Even in America, we haven’t gotten that far, though the feds tax people who make over $609,350 annually at least 37%. But the reality is that raising taxes does not necessarily bring in more revenue for the government. At a certain point, you de-incentivize work or make increased incomes undesirable through over-taxing.
It is worth noting, by the way, that without any income tax, we would still have “a lot of output, employment production,” just not government revenues, as Laffer said. And there are other ways to raise revenues than income taxes — tariffs, for instance. America didn’t have a federal income tax for decades after its founding.
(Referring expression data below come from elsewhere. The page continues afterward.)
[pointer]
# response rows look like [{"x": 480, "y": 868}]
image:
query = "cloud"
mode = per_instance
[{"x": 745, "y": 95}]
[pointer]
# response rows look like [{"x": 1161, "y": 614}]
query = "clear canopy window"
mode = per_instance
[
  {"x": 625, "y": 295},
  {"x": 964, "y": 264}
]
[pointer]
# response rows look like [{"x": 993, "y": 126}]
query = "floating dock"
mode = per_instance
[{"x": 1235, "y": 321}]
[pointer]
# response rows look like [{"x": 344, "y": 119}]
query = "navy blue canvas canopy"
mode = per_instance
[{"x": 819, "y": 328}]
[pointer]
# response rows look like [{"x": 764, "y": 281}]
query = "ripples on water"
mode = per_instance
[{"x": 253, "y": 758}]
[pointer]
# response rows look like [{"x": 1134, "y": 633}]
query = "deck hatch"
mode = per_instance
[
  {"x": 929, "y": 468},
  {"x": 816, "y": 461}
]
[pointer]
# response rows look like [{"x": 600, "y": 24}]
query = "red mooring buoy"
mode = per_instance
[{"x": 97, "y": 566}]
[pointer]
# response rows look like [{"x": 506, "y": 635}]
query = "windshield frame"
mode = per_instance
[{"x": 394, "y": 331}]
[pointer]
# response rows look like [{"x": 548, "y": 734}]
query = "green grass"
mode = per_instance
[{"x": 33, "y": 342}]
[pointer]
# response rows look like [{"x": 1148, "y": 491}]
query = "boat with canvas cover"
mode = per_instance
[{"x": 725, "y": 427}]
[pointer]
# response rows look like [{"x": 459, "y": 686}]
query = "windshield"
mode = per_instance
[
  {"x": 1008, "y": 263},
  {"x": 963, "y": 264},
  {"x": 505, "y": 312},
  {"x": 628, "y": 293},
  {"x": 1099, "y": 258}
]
Laffer explained, “If they [government officials] start raising tax rates, as they start raising tax rates, what you're going to find is the revenues are going to increase, but they will increase at slower and slower rates, and these two curves will come at a point, the maximum point out here,” at which revenues don’t rise. “Now the key thing about the Laffer Curve that makes it fairly interesting for politicians is to remember, it's a pedagogic device, not an explicit measure of any one country. But what it does show you is that … no country should ever want to be in that high tax rate range. I mean, why would you ever want a tax at this point where, if you lowered tax rates, you collected more money and you have more output, employment, and production?”
Ultimately, Laffer concluded, taxes can have two effects on government revenues: “Number one, which we call the arithmetic effect, if you raise tax rates, you do collect more revenue per dollar of tax base … But there's also the economic effect, which, if you reduce increase tax rates, you reduce the attractiveness of doing the activity, and you will shrink the tax base. These two effects, the arithmetic effect and the economic effect, always work in the opposite direction.”
The economic effect is the one that the federal government always seems to ignore, but it does a great deal of harm to a nation’s economy. Maybe we can give Congress a tutorial on the Laffer Curve, and hope Donald Trump’s plan to abolish the federal income tax becomes a reality within the next four years.